Aspen - Eigentlich war es ein gutes Omen. Nachdem Marlies Schild vergangenes Jahr im Aspen-Slalom mit Startnummer eins schon beim ersten Tor eingefädelt hatte, gewann sie sechs von neun Saisonslaloms, wurde Weltcupsiegerin und Weltmeisterin. Die Salzburger Slalom-Königin hat aber nicht vor, deshalb am Sonntag in Aspen (18.15/21.15 Uhr) wieder ähnlich schnell auszuscheiden.

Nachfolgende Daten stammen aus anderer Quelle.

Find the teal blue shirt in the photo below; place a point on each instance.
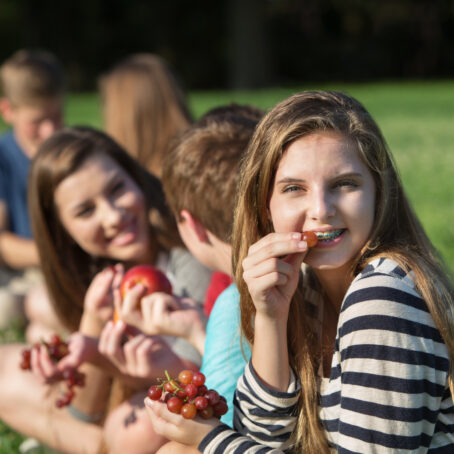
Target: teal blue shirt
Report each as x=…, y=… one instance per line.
x=223, y=361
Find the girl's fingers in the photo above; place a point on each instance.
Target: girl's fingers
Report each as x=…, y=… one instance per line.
x=117, y=299
x=131, y=301
x=268, y=266
x=276, y=245
x=131, y=349
x=119, y=273
x=110, y=339
x=273, y=238
x=262, y=284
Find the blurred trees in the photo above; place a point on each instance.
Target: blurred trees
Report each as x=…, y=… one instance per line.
x=240, y=43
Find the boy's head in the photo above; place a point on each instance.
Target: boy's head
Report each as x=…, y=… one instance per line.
x=32, y=86
x=200, y=171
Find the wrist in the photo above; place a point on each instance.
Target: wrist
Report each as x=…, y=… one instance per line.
x=197, y=339
x=90, y=324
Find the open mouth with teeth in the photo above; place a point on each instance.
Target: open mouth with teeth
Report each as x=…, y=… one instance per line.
x=329, y=236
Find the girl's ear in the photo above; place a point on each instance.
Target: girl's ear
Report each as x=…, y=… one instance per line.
x=195, y=226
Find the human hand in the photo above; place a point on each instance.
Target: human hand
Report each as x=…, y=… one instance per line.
x=100, y=294
x=42, y=366
x=164, y=314
x=143, y=357
x=174, y=427
x=271, y=271
x=81, y=349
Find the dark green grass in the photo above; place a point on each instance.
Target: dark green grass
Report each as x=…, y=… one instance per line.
x=416, y=118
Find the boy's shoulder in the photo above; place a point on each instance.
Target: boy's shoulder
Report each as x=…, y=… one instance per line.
x=12, y=157
x=8, y=144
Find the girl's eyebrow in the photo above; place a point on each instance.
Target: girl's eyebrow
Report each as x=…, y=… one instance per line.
x=336, y=177
x=290, y=180
x=83, y=203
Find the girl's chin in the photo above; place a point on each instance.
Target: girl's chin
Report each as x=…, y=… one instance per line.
x=131, y=253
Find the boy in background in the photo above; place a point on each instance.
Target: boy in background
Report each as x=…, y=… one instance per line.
x=200, y=175
x=32, y=87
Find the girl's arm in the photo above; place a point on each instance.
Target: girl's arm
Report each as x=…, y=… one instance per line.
x=271, y=272
x=388, y=387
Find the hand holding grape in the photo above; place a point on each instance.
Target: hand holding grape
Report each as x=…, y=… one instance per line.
x=271, y=272
x=183, y=409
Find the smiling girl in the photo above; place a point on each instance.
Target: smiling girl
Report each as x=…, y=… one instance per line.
x=352, y=339
x=92, y=206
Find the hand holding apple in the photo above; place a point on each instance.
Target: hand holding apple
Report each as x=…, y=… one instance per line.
x=151, y=279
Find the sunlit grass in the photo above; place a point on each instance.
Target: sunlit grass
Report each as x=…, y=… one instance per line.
x=416, y=119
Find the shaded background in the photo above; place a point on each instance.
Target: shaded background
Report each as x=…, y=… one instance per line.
x=231, y=44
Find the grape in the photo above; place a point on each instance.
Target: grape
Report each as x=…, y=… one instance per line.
x=174, y=404
x=212, y=396
x=198, y=378
x=201, y=402
x=170, y=386
x=202, y=390
x=185, y=377
x=188, y=411
x=191, y=390
x=310, y=238
x=57, y=349
x=154, y=392
x=207, y=413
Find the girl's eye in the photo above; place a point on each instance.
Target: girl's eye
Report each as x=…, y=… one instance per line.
x=291, y=188
x=84, y=212
x=346, y=183
x=117, y=187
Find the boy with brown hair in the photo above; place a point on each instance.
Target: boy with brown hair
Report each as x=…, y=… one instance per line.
x=200, y=175
x=31, y=102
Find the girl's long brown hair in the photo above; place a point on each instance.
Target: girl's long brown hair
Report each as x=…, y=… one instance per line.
x=403, y=239
x=144, y=107
x=68, y=269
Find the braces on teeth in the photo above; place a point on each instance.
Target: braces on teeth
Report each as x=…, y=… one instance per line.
x=326, y=236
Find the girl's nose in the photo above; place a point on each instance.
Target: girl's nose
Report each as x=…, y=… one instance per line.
x=321, y=205
x=111, y=215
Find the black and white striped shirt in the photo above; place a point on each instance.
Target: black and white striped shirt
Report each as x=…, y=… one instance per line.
x=388, y=388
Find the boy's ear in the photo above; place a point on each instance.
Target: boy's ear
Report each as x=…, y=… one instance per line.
x=6, y=110
x=197, y=228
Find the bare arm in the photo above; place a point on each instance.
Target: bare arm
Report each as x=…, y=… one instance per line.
x=15, y=251
x=271, y=272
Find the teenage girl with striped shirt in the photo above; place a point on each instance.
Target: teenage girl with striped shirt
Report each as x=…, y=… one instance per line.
x=353, y=338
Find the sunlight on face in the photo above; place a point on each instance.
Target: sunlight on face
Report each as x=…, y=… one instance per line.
x=103, y=210
x=322, y=185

Für ihr Blitz-Out hatte Schild am Saisonende sogar einen eigenen Preis erhalten. Den "worst mistake award", eine Urkunde von Sponsor Audi für die schlechteste Leistung des Jahres, hat sie selbstredend zu Hause aufbewahrt. Dem Malheur war die einst verbissene Rennläufern schon auf der Strecke mit viel Humor begegnet. "Wenigstens war ich nicht langsam", hatte sie damals gemeint und Technikchef Günter Obkircher scherzte: "Wir haben seitdem dieses erste Tor besonders oft trainiert. Eine Steigerung müsste diesmal also möglich sein."

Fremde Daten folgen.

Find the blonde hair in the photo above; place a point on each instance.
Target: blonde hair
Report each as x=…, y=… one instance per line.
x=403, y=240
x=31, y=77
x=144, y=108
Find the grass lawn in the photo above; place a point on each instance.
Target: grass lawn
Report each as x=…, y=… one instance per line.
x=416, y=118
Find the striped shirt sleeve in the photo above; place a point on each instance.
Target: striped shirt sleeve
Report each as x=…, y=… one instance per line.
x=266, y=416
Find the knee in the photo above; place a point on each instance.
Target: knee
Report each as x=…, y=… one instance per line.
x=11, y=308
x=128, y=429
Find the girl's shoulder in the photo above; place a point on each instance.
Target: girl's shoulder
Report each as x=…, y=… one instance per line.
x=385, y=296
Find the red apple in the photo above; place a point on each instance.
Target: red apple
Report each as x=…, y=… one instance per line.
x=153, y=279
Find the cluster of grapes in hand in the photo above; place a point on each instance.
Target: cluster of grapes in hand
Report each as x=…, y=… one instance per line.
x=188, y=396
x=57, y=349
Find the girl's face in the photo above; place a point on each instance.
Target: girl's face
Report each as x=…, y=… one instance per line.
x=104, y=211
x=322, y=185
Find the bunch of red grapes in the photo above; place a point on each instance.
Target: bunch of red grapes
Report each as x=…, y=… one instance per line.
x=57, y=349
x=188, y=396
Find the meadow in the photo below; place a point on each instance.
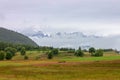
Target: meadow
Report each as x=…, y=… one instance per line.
x=61, y=67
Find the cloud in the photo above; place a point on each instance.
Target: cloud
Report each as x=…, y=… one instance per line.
x=93, y=16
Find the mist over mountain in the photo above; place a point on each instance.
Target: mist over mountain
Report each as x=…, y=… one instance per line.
x=75, y=39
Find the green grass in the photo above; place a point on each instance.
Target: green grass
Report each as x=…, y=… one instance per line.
x=50, y=70
x=90, y=58
x=74, y=68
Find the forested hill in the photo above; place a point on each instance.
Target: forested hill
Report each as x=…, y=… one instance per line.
x=10, y=36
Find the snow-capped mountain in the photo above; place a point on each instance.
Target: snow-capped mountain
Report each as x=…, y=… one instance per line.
x=75, y=39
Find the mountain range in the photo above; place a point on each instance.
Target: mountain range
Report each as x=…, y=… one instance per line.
x=75, y=39
x=10, y=36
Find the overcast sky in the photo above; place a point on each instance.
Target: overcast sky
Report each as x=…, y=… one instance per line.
x=100, y=17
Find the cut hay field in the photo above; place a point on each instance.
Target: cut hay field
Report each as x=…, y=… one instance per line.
x=64, y=68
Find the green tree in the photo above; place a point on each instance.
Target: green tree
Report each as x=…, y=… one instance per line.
x=50, y=55
x=8, y=55
x=79, y=53
x=92, y=51
x=2, y=55
x=98, y=53
x=23, y=51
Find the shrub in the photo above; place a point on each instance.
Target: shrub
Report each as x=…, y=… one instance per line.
x=92, y=51
x=79, y=53
x=8, y=55
x=50, y=55
x=55, y=51
x=26, y=57
x=11, y=50
x=2, y=55
x=23, y=52
x=98, y=53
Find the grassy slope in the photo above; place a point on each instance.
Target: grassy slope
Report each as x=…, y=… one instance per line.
x=14, y=37
x=75, y=68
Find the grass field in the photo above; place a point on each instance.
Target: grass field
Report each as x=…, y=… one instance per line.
x=74, y=68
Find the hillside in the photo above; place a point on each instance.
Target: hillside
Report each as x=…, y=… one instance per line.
x=14, y=37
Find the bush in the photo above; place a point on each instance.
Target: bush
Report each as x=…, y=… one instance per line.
x=50, y=55
x=55, y=51
x=26, y=57
x=11, y=50
x=92, y=51
x=98, y=53
x=79, y=53
x=8, y=55
x=2, y=55
x=71, y=51
x=23, y=52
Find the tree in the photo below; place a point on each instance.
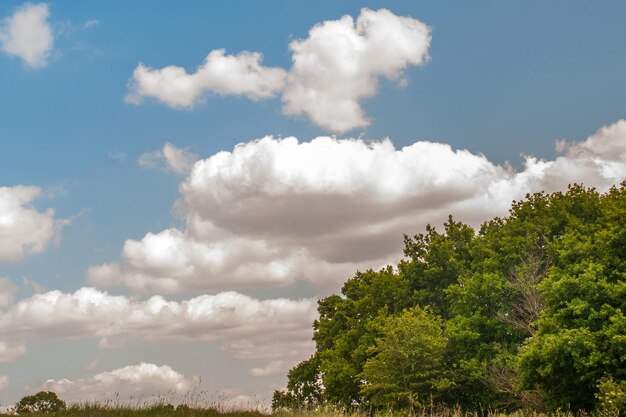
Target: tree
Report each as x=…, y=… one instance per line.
x=406, y=369
x=42, y=402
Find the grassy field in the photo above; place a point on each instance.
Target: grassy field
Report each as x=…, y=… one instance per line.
x=217, y=411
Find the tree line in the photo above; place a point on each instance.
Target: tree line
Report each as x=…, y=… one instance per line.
x=525, y=313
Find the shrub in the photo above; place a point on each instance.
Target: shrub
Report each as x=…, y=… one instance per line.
x=42, y=402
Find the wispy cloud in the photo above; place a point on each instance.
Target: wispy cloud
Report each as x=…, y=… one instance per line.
x=276, y=211
x=27, y=34
x=23, y=229
x=169, y=159
x=145, y=381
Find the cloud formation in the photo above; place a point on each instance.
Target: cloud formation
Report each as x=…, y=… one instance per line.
x=145, y=381
x=7, y=291
x=274, y=368
x=337, y=66
x=275, y=211
x=11, y=351
x=246, y=327
x=27, y=34
x=221, y=74
x=169, y=159
x=23, y=229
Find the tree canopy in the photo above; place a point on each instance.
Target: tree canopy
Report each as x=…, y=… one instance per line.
x=526, y=312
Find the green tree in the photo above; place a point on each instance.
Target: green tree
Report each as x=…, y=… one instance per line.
x=41, y=402
x=406, y=369
x=581, y=339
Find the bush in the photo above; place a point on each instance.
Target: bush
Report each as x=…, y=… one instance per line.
x=42, y=402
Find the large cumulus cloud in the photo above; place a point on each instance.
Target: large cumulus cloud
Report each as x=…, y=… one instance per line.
x=274, y=211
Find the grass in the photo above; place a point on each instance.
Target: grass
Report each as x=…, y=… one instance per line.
x=166, y=410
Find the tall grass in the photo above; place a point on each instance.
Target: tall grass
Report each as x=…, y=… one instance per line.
x=166, y=410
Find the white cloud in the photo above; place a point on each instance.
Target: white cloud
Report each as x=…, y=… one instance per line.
x=275, y=211
x=91, y=23
x=240, y=323
x=339, y=64
x=169, y=159
x=27, y=34
x=274, y=368
x=7, y=291
x=33, y=285
x=221, y=74
x=144, y=381
x=23, y=229
x=11, y=351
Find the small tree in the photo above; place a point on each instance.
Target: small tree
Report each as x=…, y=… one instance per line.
x=42, y=402
x=407, y=367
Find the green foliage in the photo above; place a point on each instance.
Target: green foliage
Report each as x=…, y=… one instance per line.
x=407, y=367
x=526, y=313
x=41, y=402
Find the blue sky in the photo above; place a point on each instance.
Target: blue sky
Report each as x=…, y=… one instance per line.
x=493, y=82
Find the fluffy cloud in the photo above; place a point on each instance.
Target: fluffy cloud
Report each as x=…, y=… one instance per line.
x=221, y=74
x=275, y=211
x=169, y=159
x=247, y=327
x=341, y=61
x=27, y=34
x=11, y=351
x=274, y=368
x=7, y=290
x=337, y=66
x=144, y=381
x=23, y=229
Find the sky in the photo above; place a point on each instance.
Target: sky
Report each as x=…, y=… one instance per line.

Schild ist so oder so klare Favoritin für den wegen der Levi-Absage ersten Saisonslalom. Gewonnen hat sie in Aspen schon einmal, nämlich 2006. Damals zog sie mit ihrem achten Weltcupsieg im Slalom mit Österreichs Nummer eins, Roswitha Steiner gleich. Heute hält Schild trotz einjähriger Verletzungspause bei bereits 27 Slalomsiegen. "Ich mag den Hang in Aspen sehr gerne und freu mich auf das Rennen", gab die Freundin von Benjamin Rach zu Protokoll.

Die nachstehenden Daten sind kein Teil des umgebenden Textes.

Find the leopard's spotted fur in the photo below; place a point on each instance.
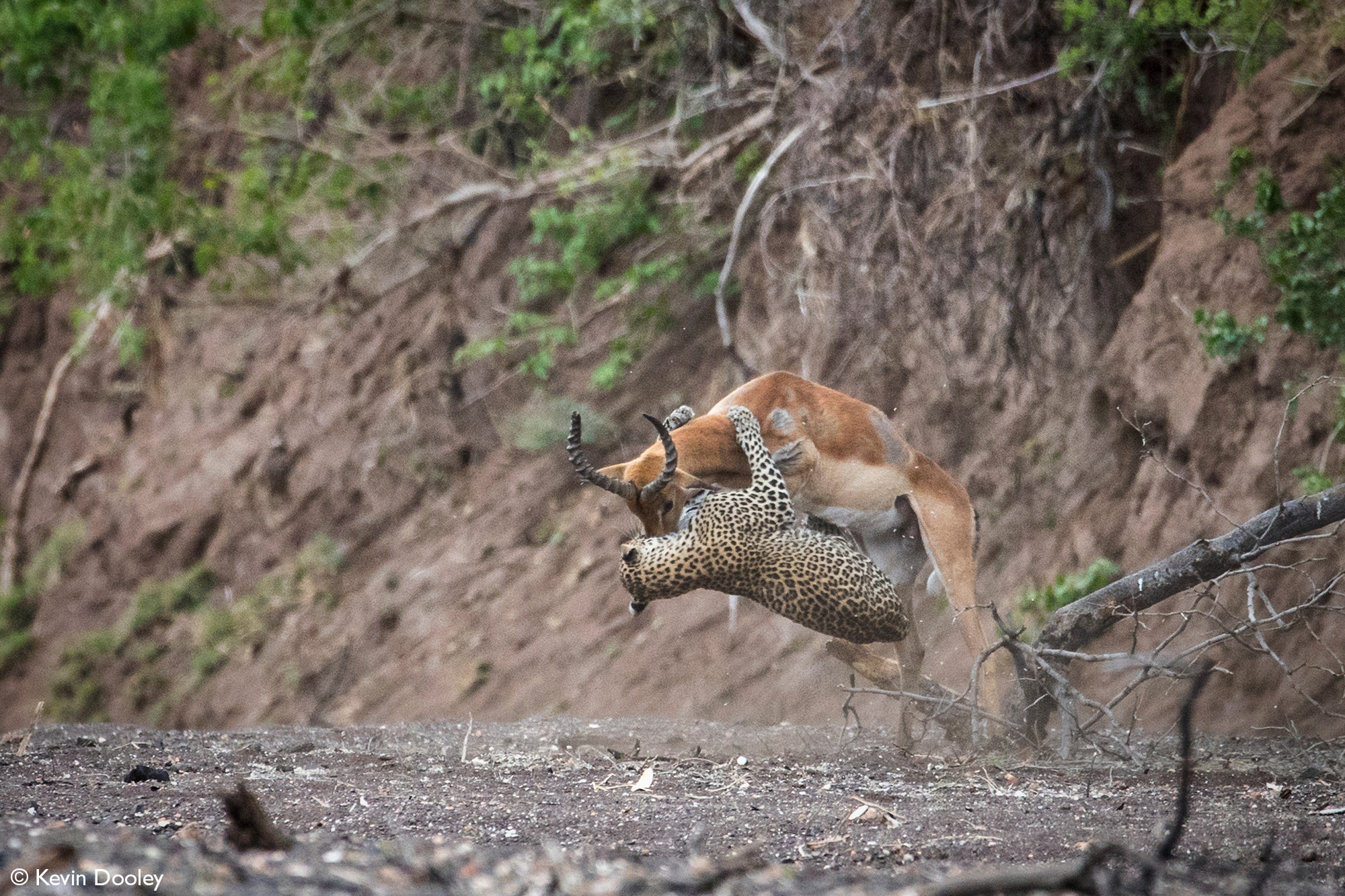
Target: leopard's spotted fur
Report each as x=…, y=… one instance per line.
x=744, y=541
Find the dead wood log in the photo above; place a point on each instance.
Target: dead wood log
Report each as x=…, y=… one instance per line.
x=1089, y=618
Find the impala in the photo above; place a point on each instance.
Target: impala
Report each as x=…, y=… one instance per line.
x=844, y=462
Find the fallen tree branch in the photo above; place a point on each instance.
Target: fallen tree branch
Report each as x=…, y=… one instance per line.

Dass in diesem Winter kein Großereignis stattfindet und daher keine Medaille winkt, schmälert Schilds Lust auf Siege nicht im Geringsten. "Ich bin voll motiviert, auch wenn kein Großereignis ist. Mein Ziel ist, Rennen zu gewinnen. Ich möchte dort anschließen und am Ende wieder dort sein, wo ich vergangenes Jahr aufgehört habe", so die 30-Jährige, die auch im Riesentorlauf einen Schritt nach vorne plant. Speed-Bewerbe lässt sie nach ihrer schweren Verletzung bekanntlich nach wie vor links liegen.

Schild ist aber bewusst, dass auch in ihrer Spezialdisziplin Slalom nichts verschenkt wird. "Wenn man so eine Saison hatte wie ich letztes Jahr, ist es schwierig, anzuknüpfen. Die anderen schlafen auch nicht", ist der nunmehrigen Wahl-Tirolerin klar. "Wenn man aber stehen bleibt und sich auf den Lorbeeren ausruht, ist man schnell wieder hinten."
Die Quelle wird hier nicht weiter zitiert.